There’s still room for Bitcoin’s price to increase in the coming days before it takes a breather early next year. That’s according to Mark Newton of Newton Advisors.
“I think we have a ways to go. Near term, my cycle composite shows us peaking out early in January,” he told CNBC’s “Trading Nation.” Newton is suggesting that yesterday’s close at $27,366, a new all-time high for the dominant cryptocurrency, won’t be the last top, at least until early next year, according to his prediction.
Based on technical indicators alone, the Relative Strength Index (RSI) is in overbought levels while the MACD indicator is primed for a reversal.
Most of the money at the moment flowing into Bitcoin is coming from institutional investors. Most recently, institutions like Guggenheim Investments, Skybridge Capital, and MassMutual said they have invested in Bitcoin.
Per on-chain data, during the latest slight Bitcoin drop, Bitcoin being sold by Bitcoin investors for profit were being absorbed by Bitcoin whales, or those with 1,000 BTC or more in their wallets.
Still, the rally being front run by institutional investors is the very reason why Bitcoin could go up, Newton said. Based on Google Trends, while search interest is up for Bitcoin, it is still nowhere within the peak search interest in December 2017, suggesting that the majority of retail investors have not yet dabbled back into Bitcoin.
Newton also looked into historical data. When Bitcoin had a stellar 4th quarter, it reversed the first quarter of the following year. The same happened in December 2017 and January 2018. “So, I think there will be some opportunity [for] investors to be able to buy dips in crypto and bitcoin particularly,” he remarked.

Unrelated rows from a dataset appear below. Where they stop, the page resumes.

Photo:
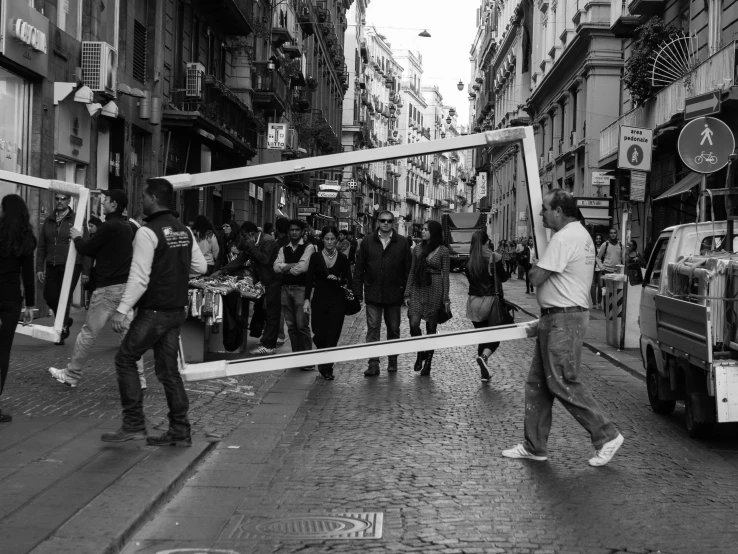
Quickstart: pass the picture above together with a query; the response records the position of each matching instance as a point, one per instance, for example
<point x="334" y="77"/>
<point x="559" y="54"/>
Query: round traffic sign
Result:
<point x="705" y="145"/>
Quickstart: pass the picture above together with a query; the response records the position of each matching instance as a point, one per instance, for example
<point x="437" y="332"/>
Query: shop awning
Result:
<point x="682" y="186"/>
<point x="596" y="216"/>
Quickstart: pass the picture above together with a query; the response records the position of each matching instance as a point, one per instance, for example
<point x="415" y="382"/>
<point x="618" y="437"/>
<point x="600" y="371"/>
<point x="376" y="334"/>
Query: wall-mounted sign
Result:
<point x="24" y="36"/>
<point x="276" y="136"/>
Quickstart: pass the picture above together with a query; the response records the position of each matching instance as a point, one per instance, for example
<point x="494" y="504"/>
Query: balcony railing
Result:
<point x="669" y="101"/>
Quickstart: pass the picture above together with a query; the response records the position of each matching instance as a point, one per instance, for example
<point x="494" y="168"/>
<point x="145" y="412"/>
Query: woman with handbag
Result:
<point x="426" y="293"/>
<point x="328" y="273"/>
<point x="485" y="272"/>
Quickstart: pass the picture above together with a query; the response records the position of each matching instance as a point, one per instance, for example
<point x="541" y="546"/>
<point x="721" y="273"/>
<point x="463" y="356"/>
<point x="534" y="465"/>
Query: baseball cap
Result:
<point x="118" y="196"/>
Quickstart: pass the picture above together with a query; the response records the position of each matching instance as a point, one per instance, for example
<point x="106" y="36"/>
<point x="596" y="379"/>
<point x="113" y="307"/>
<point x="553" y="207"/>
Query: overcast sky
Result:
<point x="446" y="54"/>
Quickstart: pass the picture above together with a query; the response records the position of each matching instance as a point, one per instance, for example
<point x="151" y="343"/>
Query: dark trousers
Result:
<point x="52" y="287"/>
<point x="272" y="312"/>
<point x="9" y="315"/>
<point x="491" y="345"/>
<point x="160" y="331"/>
<point x="327" y="314"/>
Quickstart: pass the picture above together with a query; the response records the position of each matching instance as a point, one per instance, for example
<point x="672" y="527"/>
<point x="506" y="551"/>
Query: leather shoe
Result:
<point x="167" y="439"/>
<point x="371" y="371"/>
<point x="121" y="435"/>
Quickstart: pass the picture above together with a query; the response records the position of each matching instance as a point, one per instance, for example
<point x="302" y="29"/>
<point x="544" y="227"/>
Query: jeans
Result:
<point x="374" y="325"/>
<point x="272" y="313"/>
<point x="554" y="374"/>
<point x="298" y="324"/>
<point x="160" y="331"/>
<point x="103" y="305"/>
<point x="9" y="316"/>
<point x="53" y="277"/>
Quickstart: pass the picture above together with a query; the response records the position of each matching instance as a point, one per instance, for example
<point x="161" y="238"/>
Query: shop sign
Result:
<point x="24" y="36"/>
<point x="276" y="136"/>
<point x="73" y="130"/>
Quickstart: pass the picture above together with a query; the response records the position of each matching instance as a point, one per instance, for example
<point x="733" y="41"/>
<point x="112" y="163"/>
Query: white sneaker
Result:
<point x="61" y="376"/>
<point x="519" y="451"/>
<point x="605" y="454"/>
<point x="262" y="350"/>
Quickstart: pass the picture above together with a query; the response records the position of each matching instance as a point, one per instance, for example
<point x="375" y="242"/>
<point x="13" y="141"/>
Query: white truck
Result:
<point x="688" y="327"/>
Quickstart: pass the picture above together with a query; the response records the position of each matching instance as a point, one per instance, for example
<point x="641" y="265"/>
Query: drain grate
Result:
<point x="355" y="525"/>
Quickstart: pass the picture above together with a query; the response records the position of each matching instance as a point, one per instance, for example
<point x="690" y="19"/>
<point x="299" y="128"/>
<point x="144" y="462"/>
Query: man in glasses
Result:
<point x="51" y="257"/>
<point x="380" y="274"/>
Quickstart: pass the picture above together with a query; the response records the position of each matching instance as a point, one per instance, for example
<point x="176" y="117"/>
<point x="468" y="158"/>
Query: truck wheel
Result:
<point x="652" y="387"/>
<point x="696" y="430"/>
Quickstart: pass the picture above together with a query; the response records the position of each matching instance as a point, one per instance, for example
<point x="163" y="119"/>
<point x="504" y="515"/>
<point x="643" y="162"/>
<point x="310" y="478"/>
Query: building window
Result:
<point x="139" y="52"/>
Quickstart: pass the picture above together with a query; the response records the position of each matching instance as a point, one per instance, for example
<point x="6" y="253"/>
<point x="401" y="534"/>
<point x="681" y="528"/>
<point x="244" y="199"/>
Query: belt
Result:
<point x="567" y="310"/>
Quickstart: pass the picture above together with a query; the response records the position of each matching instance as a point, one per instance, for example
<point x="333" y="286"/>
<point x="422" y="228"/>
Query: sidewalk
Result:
<point x="628" y="359"/>
<point x="60" y="484"/>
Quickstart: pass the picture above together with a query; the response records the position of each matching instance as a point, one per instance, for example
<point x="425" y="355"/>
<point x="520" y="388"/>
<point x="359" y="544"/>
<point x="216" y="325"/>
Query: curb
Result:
<point x="89" y="531"/>
<point x="625" y="367"/>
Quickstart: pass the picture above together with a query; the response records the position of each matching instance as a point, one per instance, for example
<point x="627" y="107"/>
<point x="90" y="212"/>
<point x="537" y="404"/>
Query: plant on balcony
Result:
<point x="637" y="76"/>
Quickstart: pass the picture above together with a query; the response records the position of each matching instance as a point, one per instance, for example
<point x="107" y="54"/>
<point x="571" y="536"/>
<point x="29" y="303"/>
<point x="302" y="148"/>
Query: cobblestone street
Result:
<point x="426" y="453"/>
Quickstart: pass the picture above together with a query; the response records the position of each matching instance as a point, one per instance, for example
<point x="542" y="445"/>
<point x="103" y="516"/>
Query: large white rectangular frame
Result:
<point x="242" y="175"/>
<point x="44" y="332"/>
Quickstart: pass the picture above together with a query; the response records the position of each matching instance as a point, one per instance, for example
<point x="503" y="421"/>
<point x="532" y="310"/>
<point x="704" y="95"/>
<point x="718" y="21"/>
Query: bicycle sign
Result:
<point x="705" y="158"/>
<point x="705" y="144"/>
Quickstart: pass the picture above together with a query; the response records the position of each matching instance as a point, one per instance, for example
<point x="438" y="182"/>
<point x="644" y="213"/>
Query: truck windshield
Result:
<point x="463" y="237"/>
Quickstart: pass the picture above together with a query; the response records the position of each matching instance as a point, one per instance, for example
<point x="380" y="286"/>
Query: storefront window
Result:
<point x="14" y="113"/>
<point x="69" y="17"/>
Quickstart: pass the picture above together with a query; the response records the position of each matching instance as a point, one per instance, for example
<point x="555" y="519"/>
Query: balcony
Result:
<point x="622" y="22"/>
<point x="669" y="101"/>
<point x="270" y="88"/>
<point x="645" y="7"/>
<point x="233" y="17"/>
<point x="217" y="111"/>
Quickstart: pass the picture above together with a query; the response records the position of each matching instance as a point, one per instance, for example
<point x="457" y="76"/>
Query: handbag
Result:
<point x="352" y="305"/>
<point x="442" y="316"/>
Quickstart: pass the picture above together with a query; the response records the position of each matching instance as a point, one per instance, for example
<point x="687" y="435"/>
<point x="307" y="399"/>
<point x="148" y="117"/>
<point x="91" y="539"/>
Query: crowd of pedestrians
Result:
<point x="141" y="280"/>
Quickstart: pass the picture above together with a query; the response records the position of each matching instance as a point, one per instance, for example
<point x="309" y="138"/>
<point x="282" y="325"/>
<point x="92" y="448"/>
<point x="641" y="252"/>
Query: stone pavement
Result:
<point x="57" y="477"/>
<point x="424" y="452"/>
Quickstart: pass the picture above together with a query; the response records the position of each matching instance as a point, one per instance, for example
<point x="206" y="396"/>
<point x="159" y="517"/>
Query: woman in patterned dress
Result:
<point x="427" y="287"/>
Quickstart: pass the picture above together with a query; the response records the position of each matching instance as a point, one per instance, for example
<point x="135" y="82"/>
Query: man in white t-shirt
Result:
<point x="562" y="278"/>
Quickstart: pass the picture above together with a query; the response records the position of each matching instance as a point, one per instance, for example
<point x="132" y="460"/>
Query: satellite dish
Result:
<point x="675" y="59"/>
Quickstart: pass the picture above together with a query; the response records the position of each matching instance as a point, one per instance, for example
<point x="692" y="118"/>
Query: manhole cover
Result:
<point x="360" y="525"/>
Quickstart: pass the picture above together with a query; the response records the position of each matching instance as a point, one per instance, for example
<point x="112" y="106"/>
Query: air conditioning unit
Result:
<point x="99" y="67"/>
<point x="193" y="83"/>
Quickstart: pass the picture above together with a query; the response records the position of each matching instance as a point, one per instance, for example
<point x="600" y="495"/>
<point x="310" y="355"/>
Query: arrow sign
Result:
<point x="702" y="105"/>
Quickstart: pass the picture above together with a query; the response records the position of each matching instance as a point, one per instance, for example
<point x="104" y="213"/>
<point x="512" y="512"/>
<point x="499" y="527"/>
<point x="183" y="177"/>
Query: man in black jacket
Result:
<point x="112" y="250"/>
<point x="380" y="275"/>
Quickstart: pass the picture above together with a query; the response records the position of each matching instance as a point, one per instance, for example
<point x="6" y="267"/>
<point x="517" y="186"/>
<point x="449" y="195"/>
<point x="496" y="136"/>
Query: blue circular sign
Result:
<point x="705" y="144"/>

A short term prediction puts Bitcoin at $36,000, but long term, wild prediction includes Guggenheim Investments putting Bitcoin’s value north of $100,000 per BTC. “Our fundamental work shows that Bitcoin should be worth around $400,000,” said Scott Miner, Chief Investment Officer of Guggenheim in an interview with Bloomberg, noting the scarcity of Bitcoin and its relation to gold as a percentage of GDP being the key factors.